45

The Night We Met - Lord Huron

T oday has been a day. I’m exhausted.

I can’t remember the last time I did this much walking. My Fitbit tells me that I’ve walked over sixteen-thousand steps, and I almost passed out when we got back to my sister’s place.

I had ended up taking a whole week off work, instead of just a few days—with the kids going on holiday soon, my boss didn’t make a fuss about it. I just needed some extra time away.

I need to give Liv some more time.

Kat has been amazing, keeping me busy for the past couple of days. Yesterday, she took me out to the harbour. We saw the bridge, the Opera House, and discovered some amazing little nooks and crannies I never knew existed.

Today, Kat and Millie took me to The Rocks. We grabbed a coffee, browsed through some bookstores, and stumbled upon a small art shop. I stocked up on pencils because I’ve decided to take a break from painting. I want to try graphite and charcoal.

Change of scenery, change of style, I guess .

As I sit here now, sketching on a fresh pad of paper, I can feel a bit of the weight lifting off my shoulders. The change of pace is nice, and the distraction helps, but the ache is still there. Every stroke of the pencil reminds me of what I left behind, what I’m trying to forget, even if just for a little while.

I focus on the details of the person’s face, working meticulously on the eyes, making sure to get every detail right.

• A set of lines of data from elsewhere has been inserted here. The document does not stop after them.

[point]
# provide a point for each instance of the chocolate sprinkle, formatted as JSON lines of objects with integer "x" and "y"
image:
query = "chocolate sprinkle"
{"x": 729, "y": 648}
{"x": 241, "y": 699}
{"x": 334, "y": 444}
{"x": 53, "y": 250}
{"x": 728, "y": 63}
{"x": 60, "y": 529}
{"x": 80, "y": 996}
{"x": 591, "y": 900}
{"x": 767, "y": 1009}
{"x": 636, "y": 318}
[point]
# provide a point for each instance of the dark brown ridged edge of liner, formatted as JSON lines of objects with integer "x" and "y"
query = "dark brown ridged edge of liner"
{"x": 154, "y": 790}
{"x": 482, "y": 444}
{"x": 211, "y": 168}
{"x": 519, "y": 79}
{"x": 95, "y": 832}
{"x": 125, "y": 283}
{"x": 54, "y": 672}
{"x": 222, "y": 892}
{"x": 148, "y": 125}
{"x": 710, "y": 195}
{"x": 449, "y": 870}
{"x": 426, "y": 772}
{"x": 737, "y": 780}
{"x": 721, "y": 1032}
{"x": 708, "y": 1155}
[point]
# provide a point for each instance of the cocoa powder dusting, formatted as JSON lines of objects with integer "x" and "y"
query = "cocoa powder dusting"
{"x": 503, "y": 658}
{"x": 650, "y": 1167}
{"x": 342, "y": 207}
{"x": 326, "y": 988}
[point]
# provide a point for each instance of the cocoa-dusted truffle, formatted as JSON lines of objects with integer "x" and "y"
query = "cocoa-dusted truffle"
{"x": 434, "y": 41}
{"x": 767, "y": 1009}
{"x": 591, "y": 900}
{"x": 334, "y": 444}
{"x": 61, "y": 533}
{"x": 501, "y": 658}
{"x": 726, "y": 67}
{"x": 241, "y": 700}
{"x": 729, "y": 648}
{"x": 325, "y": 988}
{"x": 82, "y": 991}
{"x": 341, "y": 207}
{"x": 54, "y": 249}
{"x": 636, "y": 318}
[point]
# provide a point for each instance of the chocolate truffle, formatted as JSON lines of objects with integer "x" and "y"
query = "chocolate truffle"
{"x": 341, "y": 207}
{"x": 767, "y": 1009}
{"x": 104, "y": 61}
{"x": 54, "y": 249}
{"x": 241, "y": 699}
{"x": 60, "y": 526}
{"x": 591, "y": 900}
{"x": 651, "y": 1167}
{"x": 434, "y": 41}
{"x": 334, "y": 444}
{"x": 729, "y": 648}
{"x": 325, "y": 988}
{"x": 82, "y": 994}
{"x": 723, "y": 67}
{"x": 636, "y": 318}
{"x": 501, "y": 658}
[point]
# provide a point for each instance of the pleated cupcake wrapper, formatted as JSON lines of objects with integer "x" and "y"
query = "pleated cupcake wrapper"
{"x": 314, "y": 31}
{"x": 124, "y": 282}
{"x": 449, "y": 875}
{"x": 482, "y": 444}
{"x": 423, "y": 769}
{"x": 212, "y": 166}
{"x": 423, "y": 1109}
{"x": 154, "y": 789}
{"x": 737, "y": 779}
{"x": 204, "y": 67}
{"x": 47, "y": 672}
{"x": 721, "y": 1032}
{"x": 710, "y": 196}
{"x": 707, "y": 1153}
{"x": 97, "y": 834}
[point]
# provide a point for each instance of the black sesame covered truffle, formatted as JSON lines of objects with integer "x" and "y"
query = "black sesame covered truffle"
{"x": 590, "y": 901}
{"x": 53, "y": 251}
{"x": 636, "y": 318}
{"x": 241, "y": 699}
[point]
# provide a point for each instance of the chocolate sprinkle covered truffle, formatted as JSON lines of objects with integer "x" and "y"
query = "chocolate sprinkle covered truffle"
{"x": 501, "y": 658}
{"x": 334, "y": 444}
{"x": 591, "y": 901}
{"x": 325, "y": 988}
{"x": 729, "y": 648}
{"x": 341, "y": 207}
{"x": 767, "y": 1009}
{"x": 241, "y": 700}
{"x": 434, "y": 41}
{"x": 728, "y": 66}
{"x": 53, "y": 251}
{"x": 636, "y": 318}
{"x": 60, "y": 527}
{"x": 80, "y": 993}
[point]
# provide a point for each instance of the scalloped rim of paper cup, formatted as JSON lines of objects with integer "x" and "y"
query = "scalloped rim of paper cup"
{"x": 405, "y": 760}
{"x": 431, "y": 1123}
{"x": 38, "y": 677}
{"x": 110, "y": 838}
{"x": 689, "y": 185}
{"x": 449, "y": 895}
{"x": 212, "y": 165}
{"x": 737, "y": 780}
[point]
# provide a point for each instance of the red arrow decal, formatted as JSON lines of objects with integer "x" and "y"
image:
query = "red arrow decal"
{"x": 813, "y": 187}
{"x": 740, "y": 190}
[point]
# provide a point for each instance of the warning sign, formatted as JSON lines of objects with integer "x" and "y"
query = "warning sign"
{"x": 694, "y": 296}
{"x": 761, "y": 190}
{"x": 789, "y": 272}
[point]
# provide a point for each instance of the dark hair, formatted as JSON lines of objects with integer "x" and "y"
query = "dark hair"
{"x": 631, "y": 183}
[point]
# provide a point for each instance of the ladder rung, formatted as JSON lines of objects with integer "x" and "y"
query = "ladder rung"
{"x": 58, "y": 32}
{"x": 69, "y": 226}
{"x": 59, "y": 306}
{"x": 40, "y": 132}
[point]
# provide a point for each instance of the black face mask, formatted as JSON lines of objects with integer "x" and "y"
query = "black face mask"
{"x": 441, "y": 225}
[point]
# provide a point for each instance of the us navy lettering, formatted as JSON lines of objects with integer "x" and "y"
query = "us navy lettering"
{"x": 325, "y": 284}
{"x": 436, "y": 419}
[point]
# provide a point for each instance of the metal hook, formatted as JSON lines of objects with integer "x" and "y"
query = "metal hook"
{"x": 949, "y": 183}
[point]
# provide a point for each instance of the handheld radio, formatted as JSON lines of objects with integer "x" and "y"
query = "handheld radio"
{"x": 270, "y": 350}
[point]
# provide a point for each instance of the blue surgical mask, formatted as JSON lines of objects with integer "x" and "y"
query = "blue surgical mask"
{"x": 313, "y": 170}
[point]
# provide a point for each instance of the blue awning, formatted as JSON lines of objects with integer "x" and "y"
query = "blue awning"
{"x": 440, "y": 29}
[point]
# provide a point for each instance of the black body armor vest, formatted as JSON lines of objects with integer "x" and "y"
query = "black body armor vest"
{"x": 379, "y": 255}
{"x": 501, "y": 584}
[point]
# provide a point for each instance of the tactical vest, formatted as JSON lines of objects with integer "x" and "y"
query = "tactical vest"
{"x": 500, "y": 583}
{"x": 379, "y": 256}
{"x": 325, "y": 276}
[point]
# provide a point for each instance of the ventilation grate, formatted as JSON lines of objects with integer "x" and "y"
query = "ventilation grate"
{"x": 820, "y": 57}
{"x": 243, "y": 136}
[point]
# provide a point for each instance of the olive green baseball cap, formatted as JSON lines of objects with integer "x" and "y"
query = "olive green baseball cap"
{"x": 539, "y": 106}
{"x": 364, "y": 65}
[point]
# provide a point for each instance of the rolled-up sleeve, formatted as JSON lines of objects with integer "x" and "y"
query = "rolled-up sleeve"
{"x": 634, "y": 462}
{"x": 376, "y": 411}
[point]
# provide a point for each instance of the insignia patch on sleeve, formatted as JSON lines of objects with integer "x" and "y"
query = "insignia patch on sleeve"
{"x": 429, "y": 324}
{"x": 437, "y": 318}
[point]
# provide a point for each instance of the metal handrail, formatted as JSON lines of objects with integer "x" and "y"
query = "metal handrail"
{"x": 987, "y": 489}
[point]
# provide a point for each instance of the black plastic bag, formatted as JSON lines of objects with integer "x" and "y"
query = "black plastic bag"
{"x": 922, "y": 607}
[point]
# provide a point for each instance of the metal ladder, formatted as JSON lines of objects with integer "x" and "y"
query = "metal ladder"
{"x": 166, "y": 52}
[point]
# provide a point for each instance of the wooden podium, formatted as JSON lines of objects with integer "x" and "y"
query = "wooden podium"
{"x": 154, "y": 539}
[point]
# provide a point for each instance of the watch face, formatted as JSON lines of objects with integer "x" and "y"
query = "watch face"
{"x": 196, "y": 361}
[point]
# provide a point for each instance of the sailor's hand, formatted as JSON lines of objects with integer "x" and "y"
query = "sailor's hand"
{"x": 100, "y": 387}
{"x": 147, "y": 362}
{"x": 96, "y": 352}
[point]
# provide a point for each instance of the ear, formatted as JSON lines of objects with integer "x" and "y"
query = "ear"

Millie is keeping me company while Kat makes dinner inside. We’re nestled in the spare room, which is my bed for the next week.

“What’s that?” Millie asks, pointing to the paper.

“It’s a drawing, munchkin,” I explain to her.

“Can I draw?” she asks so innocently, and my heart swells. How I hope to have a daughter like her one day—always so eager to try things, so polite, and just so incredibly cute. I grab her cheek and blow a raspberry on it. She squeals and giggles.

“You sure can. You can draw with Aunty Meli,” I say, ripping a page out of the book and handing her a lead pencil.

That’s how we spend the next twenty-five minutes, nestled on the bed, showing Millie how to draw simple shapes while I work on my own pencil skills. When I finish the rough sketch, I look at it and my lip quivers.

“Bwadey, Bwadey. Where is Bwadey Bear?” Millie asks.

The drawing captures his likeness so vividly. It’s from his chest up. He’s not looking directly at me; his face is off to the side, with a hand behind his head, as he does when he’s thinking.

Seeing his image there on the paper brings a fresh wave of emotion, and I struggle to hold back the tears. This is the man I love, the man I might not be with again because of everything that’s happened. Because of my mistakes.

I hope Liv can eventually get past it. If not being with Bradley will help salvage our friendship, then I’ll do what I need to. I need to sort this out with Liv before I can even think about going back to Bradley.

No. I need to stop , to breathe . But my mind won’t listen. It keeps replaying every memory, every shared laugh and intimate moment. My heart feels heavy with the weight of it all, the uncertainty of what lies ahead.

But how do I find a way back to the simplicity we once had?